H-1Bビザの申請数について


August 18, 2005




 

皆さん夏休みは取られましたか?暑い夏にダレてしまうと、残りの数ヶ月もなかなかエンジンが入りにくくなってしまうのではないでしょうか。私も夏休みをとって気分転換をしましたが、ぜひ皆さんもいつもとは違う環境で、いつもと違うことを少しされているとよいな、と思っています。

さて、今回はH-1Bビザの申請に関する話題を提供します。移民局の発表によると、2006年度のH-1Bビザの新規申請枠が上限に達し、8月10日に受領した申請を最後に、2006年度分については、受領をしないことを発表しました。2006年度とは、2005年10月から2006年の9月末までを指しますが、すでに2006年の後半までに働き始めるビザについては、「満員御礼」状態になってしまったことになります。恐ろしく速いペースでしたね。

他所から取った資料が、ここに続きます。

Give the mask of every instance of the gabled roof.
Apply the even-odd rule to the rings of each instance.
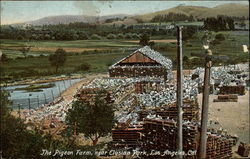
[[[125,57],[123,59],[121,59],[120,61],[116,62],[112,66],[117,65],[121,61],[125,60],[126,58],[130,57],[131,55],[133,55],[133,54],[135,54],[137,52],[140,52],[143,55],[149,57],[150,59],[158,62],[159,64],[165,66],[167,69],[172,69],[172,61],[170,59],[168,59],[167,57],[161,55],[159,52],[151,49],[149,46],[144,46],[143,48],[140,48],[140,49],[134,51],[132,54],[128,55],[127,57]]]

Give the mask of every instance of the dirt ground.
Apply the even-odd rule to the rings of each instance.
[[[231,135],[237,135],[239,142],[250,143],[249,128],[249,91],[244,96],[238,96],[238,102],[213,102],[217,95],[209,96],[209,120],[218,121],[220,126]],[[202,106],[202,94],[198,95]],[[232,158],[243,158],[237,154],[238,145],[233,147]],[[247,158],[247,157],[245,157]]]
[[[239,136],[239,141],[249,141],[249,92],[238,96],[238,102],[213,102],[217,95],[209,96],[209,120],[218,121],[229,134]],[[200,107],[202,94],[198,95]]]
[[[76,91],[80,89],[83,85],[88,84],[95,78],[101,78],[101,77],[108,77],[107,73],[100,73],[100,74],[88,74],[85,76],[83,80],[80,82],[75,83],[68,89],[66,89],[64,92],[62,92],[61,97],[64,98],[66,102],[71,101],[73,99],[73,96],[75,95]]]
[[[162,40],[151,40],[151,41],[154,41],[154,42],[157,42],[157,43],[176,43],[177,40],[175,39],[162,39]],[[132,42],[132,43],[139,43],[139,40],[127,40],[125,42]]]

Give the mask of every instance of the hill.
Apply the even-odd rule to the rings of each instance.
[[[44,17],[38,20],[29,21],[25,24],[30,25],[56,25],[56,24],[69,24],[74,22],[84,22],[84,23],[97,23],[104,22],[106,19],[112,18],[124,18],[127,15],[118,14],[118,15],[107,15],[107,16],[84,16],[84,15],[59,15],[59,16],[49,16]]]
[[[216,17],[217,15],[249,17],[248,15],[249,5],[230,3],[230,4],[218,5],[214,8],[200,7],[200,6],[177,6],[167,10],[138,15],[135,18],[142,19],[143,21],[150,21],[156,15],[168,14],[170,12],[182,13],[185,15],[193,15],[195,18]]]

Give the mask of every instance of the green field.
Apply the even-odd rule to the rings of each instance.
[[[224,41],[215,46],[211,46],[211,50],[214,55],[227,55],[231,59],[240,57],[242,62],[248,60],[248,54],[243,53],[242,45],[249,44],[249,38],[247,31],[227,31],[217,32],[222,33],[225,36]],[[202,49],[201,36],[202,33],[197,33],[194,37],[188,41],[183,42],[183,56],[191,57],[191,54],[197,54],[203,59],[204,50]],[[152,37],[151,39],[164,39],[162,37]],[[53,50],[48,48],[57,49],[61,47],[67,51],[67,49],[73,49],[67,51],[67,61],[65,65],[60,68],[60,74],[69,74],[74,72],[83,72],[76,70],[83,63],[90,64],[90,70],[87,72],[107,72],[108,66],[115,63],[117,60],[127,56],[134,50],[139,48],[139,45],[135,41],[128,40],[78,40],[78,41],[17,41],[17,40],[1,40],[2,52],[7,55],[11,60],[4,62],[3,67],[8,78],[12,80],[53,75],[55,68],[50,66],[47,56],[38,56],[40,54],[48,55],[54,53]],[[23,58],[23,54],[18,51],[23,45],[28,45],[33,48],[38,47],[40,50],[32,50],[28,55],[35,55],[27,58]],[[77,49],[76,49],[77,48]],[[83,50],[81,50],[83,48]],[[84,48],[90,48],[85,50]],[[47,50],[46,50],[47,49]],[[75,50],[74,50],[75,49]],[[92,49],[92,50],[91,50]],[[169,57],[173,61],[176,58],[176,43],[158,43],[154,45],[154,49]],[[19,57],[19,58],[17,58]],[[21,58],[20,58],[21,57]],[[197,66],[200,61],[193,61],[194,67]],[[240,61],[238,61],[240,62]],[[174,62],[175,63],[175,62]],[[86,72],[86,71],[85,71]]]

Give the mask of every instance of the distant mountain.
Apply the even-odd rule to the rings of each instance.
[[[139,18],[143,21],[150,21],[156,15],[168,14],[170,12],[193,15],[196,18],[216,17],[217,15],[249,17],[249,5],[229,3],[224,5],[218,5],[214,8],[200,6],[177,6],[167,10],[138,15],[135,18]]]
[[[118,14],[118,15],[107,15],[107,16],[84,16],[84,15],[59,15],[59,16],[49,16],[44,17],[38,20],[25,22],[24,24],[30,25],[56,25],[56,24],[69,24],[74,22],[84,22],[84,23],[103,23],[107,19],[113,18],[124,18],[127,15]]]
[[[84,15],[59,15],[59,16],[49,16],[44,17],[38,20],[29,21],[25,23],[19,23],[14,25],[55,25],[55,24],[69,24],[74,22],[84,22],[84,23],[101,23],[101,24],[136,24],[138,20],[144,22],[150,21],[154,16],[161,14],[173,13],[182,13],[186,15],[193,15],[195,18],[207,18],[207,17],[216,17],[217,15],[228,15],[228,16],[245,16],[249,17],[249,5],[229,3],[224,5],[218,5],[214,8],[200,7],[200,6],[177,6],[167,10],[157,11],[153,13],[143,14],[143,15],[108,15],[108,16],[84,16]],[[126,17],[126,18],[125,18]],[[118,20],[106,23],[107,19]],[[119,20],[122,19],[122,20]]]

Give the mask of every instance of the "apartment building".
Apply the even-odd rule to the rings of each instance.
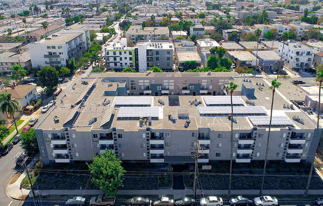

細かい話になりますが、2006年度にH-1Bビザ取得を目指されていて、2005年8月10日の申請受領日に間に合わなかった場合について、少々考えておきたいと思います。まず8月10日に申請を受領された(receipt noticeを受けた)場合についてのルールが決められました。H-1Bビザの上限発行数は各年度65000件とされていますが、その中の6800件については特別の条約に基づいて、チリとシンガポール国籍の人に発行されることになっています。
ですので、今回「上限に達した」というのは、58200件についての上限が満たされたということになります。ここで、チリとシンガポール国籍の人に発行される分については、まだ上限数が満たされているか不明ですし、正確にカウントされていません。ですので、6800件に満たされなければ、通常の枠に振り返られることが決められています。この通常の枠に振り返るに際して、今回移民局は以下のようなルールをつくりました。すなわち8月10日に受領した申請分の中からランダムで一定数をより分けて、移民局で管理をする。そして、2007年度が始まる2006年10月1日から45日以内に、その2006年度申請分でより分けた中から、上記6800件の余りの分を割り当てるという作業をするそうです。少々こんがらがるかもしれませんが、6800件の余りについては、いくつになるのか、2007年度以降45日間に判明し、その余りの割り当てもそのときになってみないとわからない、ということなのです。なんとも気の長い話ですね。

207年度の申請分については、2006年の4月1日から申請の受付が始まります。それまでは、新規H-1Bビザの申請はできませんし、8月11日以降に申請をされた方々は、申請を受理されないので、書類が返送されることになります。

ある意味人気のビザなので、このようなことになってしまいましたが、次年度に申請を考える方は充分に時間をとって計画を立ててくださいね。

また、次回新しいトピックを考えていきましょう。